Настолько же значимой является история Кадма, легендарного брата Европы, который пришел из Финикии, чтобы основать город Фивы. Это с ним Геродот связывает переход мистерий Осириса-Диониса из Египта к Пифагору; другими словами, Геродот прослеживает происхождение более поздних греческих мистерий и их пифагорейских и орфических предшественников через Финикию обратно к Египту. Он также связывает додонского Зевса, фаллического Гермеса и до-греческий или пелагический культ Карибов на острове Самотраки с Осирисом в Египте и с Амоном в Ливии. Прежде эта связь отрицалась наукой, но сегодня она очевидна, так как культурная неразрывность, которая связывает Ливию и Египет через ханаанскую Финикию и Крит с Грецией, подтверждается множеством фактических доказательств.

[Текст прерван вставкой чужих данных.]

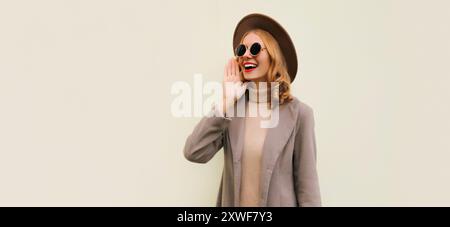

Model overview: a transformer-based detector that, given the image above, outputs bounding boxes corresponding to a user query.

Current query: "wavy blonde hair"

[239,29,293,104]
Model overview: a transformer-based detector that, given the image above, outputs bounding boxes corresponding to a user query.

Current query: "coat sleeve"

[183,109,231,164]
[293,105,322,207]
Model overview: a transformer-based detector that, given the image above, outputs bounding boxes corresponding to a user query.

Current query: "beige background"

[0,0,449,206]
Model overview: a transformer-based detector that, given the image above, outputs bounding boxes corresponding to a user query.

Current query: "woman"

[184,13,321,207]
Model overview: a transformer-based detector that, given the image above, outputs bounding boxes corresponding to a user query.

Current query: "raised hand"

[221,58,247,115]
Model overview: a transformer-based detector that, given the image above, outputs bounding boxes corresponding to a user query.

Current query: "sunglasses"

[235,42,266,57]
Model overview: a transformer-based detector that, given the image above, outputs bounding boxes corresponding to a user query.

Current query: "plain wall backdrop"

[0,0,449,206]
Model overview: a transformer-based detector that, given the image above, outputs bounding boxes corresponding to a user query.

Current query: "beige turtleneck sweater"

[239,83,273,207]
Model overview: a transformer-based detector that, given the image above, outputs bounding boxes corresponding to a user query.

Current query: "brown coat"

[183,97,321,207]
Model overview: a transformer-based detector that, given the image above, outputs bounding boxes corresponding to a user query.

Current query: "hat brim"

[233,13,298,82]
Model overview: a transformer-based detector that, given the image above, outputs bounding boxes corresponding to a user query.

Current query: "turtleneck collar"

[247,82,280,105]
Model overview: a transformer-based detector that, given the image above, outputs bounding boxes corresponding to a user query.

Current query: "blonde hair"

[239,29,293,104]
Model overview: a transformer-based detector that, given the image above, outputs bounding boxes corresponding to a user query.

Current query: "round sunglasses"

[235,42,266,57]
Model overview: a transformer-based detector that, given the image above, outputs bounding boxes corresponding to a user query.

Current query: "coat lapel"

[259,104,297,206]
[228,116,245,206]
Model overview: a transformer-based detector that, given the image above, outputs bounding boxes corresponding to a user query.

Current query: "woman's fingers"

[230,59,236,78]
[229,59,234,81]
[229,59,234,80]
[226,60,229,80]
[233,59,240,81]
[224,62,229,81]
[231,59,240,82]
[222,58,247,110]
[224,58,243,83]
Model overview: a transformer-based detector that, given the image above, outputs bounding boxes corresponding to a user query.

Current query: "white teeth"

[243,63,257,69]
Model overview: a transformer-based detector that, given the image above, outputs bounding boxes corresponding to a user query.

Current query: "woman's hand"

[222,58,247,114]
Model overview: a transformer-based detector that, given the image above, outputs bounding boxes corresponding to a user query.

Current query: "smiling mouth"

[243,62,258,72]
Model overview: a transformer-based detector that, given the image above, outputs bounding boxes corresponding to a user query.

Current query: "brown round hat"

[233,13,298,82]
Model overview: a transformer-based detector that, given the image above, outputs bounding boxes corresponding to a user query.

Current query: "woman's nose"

[242,49,253,59]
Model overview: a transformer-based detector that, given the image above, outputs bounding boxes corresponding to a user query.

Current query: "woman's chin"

[243,73,264,81]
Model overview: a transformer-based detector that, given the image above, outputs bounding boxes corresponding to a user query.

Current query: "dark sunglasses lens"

Основатель Фив Кадм находится в союзе с Афиной, но его отношение к Афродите и ее мужу Аресу крайне двойственно. Он убивает хтонического дракона, сына Ареса, но женится на Гармонии, дочери Ареса и Афродиты. Корова с лунным серпом вместо рогов, ведущая! его из Дельф, основанных Критянами, к месту, где должны будут возведены Фивы, и которую он там приносит в жертву, является древней матерью и лунной богиней до-греческих времен. Она руководит его жизнью и жизнью его детей и оказывается более могущественной, чем его помощница Афина.[70]
В дочерях Кадма просматривается образ древней богини-коровы Афродиты, и в них проявляется ужасная мифологическая сила Матери Богини. Одной из его дочерей является Семела, мать Диониса. Даже несмотря на то, что как смертная любовница Зевса, она погибает в его молнии, она остается богиней, родившей бога. Его вторая дочь — Ино. В приступе безумия она бросается в море вместе со своим сыном Милекертом. Милекерт относится к циклу обреченных сыновей-любовников, их убивают и оплакивают, им поклоняются посредством оргиастических обрядов. Его третьей дочерью является Агава, мать Пентея; она также страшная мать, ибо в безумии оргии убивает и разрывает на куски своего сына и, торжествуя, уносит его окровавленную голову. Сам Пентей становится Дионисом-Загреем, расчлененным богом, которому он пытался противиться. Четвертая дочь — Автоноя, мать Актеона, юного охотника, который нечаянно увидел девственную Артемиду в ее наготе и, охваченный ужасом, бежал от нее в образе оленя, только для того чтобы быть разорванным на куски своими собственными гончими. Снова превращение в животное, расчленение и смерть. Девственная Артемида, богиня лесов, является до-греческой формой Страшной Матери богини, так же, как и Артемида Эфеса, Беотии и т. д.
Таковы дочери Кадма, во всех них мы видим страшное влияние грозной Афродиты. Единственный сын Кадма — Полидор, его внук — Лаий и правнук Эдип. И даже в том, что касается внука, — отношения мать-сын приводят к катастрофе. Но только в его случае эта роковая связь между Великой Матерью и сыном-любовником, наконец, разрывается.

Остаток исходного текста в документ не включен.